Была бы я женой пана, не продал бы как мясо. Был бы у меня дом, да скотина, сбежала бы, вышла бы замуж за любого мужичка с таким-то приданым, да не отдал бы меня на истязание графу. Быстро я поняла, что такое «любовница», и какие подарки надо просить.

Он продал меня! Продал! Как вещь! И это тот человек, за которого я так боролась! В одно мгновение с моих глаз будто слезла пелена – передо мной предстал трусливый человек, желающий как можно проще получить желаемое, не поранив свою тонкую, дрожащую от страха, шкурку!

Убежать? А куда? Без грошей, холёной женщине с тряпьём, да ещё и с дочкой, которой три года от роду! Никто из мужичков да баб не дал бы мне крова – все боялись и наказа пана, и гнева жестокого графа. Ранком собрался народ у повозки графа, да судачили, чевой-то я уезжаю с ним да с дочкой. Шептались, что угневила пана, да выгоняет, а кто-о ворчал, что продали.

Тут ко мне побежала девка лет девяти. Предложила забрать её с собой. Травница она. Вестой зовут. Много чего знает она о травах хороших, женских и плохих. Подумала я быстро погубить графа, да к пану вернуться, проситься обратно в ногах. Подошла к графу, да ласково и смиренно попросила забрать девку. Нахмурился, да согласился. Так и уехала я в ту же ночь с графом, дочкой да травницей, мысленно хороня себя.

Глава 4


С графом поначалу жила худо. Богато, но худо. Губить не торопилась. Уж очень умён был да недоверчив. Весту на дух не переносил. Гнал есть на крыльце.

Дочь моя столько жахов (страхов/ужасов) увидала в его доме, что вся панская добротность пропала. Стала дочка на меня похожа, кали я жила на хуторе – худая, большеротая, с большими, пужливыми вачами (испуганными глазами). Не любил её граф, да и сейчас её будто не видит. Лупил её за любую провинность.
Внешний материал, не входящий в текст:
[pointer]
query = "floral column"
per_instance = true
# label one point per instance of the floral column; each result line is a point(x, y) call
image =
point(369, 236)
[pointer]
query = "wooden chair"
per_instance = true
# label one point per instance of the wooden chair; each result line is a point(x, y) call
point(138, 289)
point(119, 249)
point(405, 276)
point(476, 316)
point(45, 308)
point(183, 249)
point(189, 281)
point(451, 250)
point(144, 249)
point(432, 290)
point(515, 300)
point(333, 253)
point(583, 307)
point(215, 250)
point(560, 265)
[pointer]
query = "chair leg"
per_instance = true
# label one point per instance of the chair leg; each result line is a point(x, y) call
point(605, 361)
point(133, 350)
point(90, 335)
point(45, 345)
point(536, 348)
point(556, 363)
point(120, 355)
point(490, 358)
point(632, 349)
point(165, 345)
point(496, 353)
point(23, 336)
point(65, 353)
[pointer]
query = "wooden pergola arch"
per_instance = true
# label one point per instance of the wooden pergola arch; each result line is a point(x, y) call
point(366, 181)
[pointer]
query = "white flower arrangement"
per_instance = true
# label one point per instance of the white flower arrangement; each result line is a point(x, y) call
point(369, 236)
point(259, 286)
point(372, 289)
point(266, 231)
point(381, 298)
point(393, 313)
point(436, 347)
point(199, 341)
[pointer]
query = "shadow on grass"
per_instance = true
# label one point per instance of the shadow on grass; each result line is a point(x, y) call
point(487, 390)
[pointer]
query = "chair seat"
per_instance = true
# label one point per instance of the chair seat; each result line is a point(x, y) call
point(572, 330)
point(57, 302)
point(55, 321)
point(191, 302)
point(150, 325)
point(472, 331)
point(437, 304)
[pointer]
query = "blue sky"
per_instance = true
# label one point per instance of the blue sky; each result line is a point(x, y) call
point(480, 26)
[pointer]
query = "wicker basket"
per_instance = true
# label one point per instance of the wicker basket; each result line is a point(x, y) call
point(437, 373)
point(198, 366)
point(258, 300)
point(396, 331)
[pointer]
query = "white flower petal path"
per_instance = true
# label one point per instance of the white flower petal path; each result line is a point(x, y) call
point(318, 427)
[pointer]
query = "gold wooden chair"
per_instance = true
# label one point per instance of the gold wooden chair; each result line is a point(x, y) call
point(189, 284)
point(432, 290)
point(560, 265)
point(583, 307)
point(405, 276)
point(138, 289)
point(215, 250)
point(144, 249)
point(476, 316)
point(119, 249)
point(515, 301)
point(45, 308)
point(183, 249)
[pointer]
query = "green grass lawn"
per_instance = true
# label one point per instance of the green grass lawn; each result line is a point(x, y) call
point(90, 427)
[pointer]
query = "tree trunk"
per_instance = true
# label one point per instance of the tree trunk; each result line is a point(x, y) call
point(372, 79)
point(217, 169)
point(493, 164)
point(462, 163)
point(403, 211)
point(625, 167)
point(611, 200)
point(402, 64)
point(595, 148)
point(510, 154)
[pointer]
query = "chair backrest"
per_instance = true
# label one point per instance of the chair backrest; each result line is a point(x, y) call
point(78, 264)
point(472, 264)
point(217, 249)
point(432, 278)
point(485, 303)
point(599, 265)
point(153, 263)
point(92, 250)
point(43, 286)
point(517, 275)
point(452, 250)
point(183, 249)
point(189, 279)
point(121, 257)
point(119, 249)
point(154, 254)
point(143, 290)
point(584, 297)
А я быстро привыкла к нему, да стала защищать своих же. Люди знали только, что я от пана, а то, что я их, хуторская, из народа, не знали, да и не надобно это было – принимали меня и так. Общалась с ними, бо (ибо) не было с кем поговорить о своём горе, да и защиты чуть что искала. Но и тут надо было быть осторожной. Один раз я пожалела.

Приглянулась я местным музыкантам, умасливали меня речами. Графу не понравилось, да смолчал, а вечером пригласил меня на свойский концерт. Были только я, моя дочка, да граф. Вышли музыканты, а моя дочь взвизгнула, да спрятала лицо руками, а я в той час (в то время) с графом говорила.

Повернулась на крик дочери, да и увидела, что у музыкантов руки изрезаны. Граф только гаркнул: «Играйте!», а моя дочь уже и падала без духу (потеряла сознание). Музыканты начали играть, да уши резало от скрежета скрипки. Больно было всем: и им играть, и мне слушать. Кровь с их рук стекала по струнам. Слёзы выступили у меня на глазах, просила графа остановить их, да он только поговаривал: «Музыка бывает разной, а вот боль звучит всегда одинаково. Будешь ворковать с кем-то, сама поплатишься за это. И не так запоёшь. Играйте ещё! Веселее!»

Стала я тогда перед графом, да начала танцевать. Граф смеялся. Так его повеселило это, что смилостивился и выгнал музыкантов залечивать раны – то было в его имении у Балтицкого (Балтийского) моря. Глядела я на ту красоту вечером после концерта, да не любовалась ей, а утопиться хотела, да дочь держала – как же она без меня.

Так и жили. Вспоминал граф все провинности крестьян в пятницу вечером, чтобы субботу всю пороть, а в воскресенье гнал их в церковь, кабы исповедались в своих грехах, а сам не ходил. Думал, что Бога придумали крестьяне, кабы жилось в надежде.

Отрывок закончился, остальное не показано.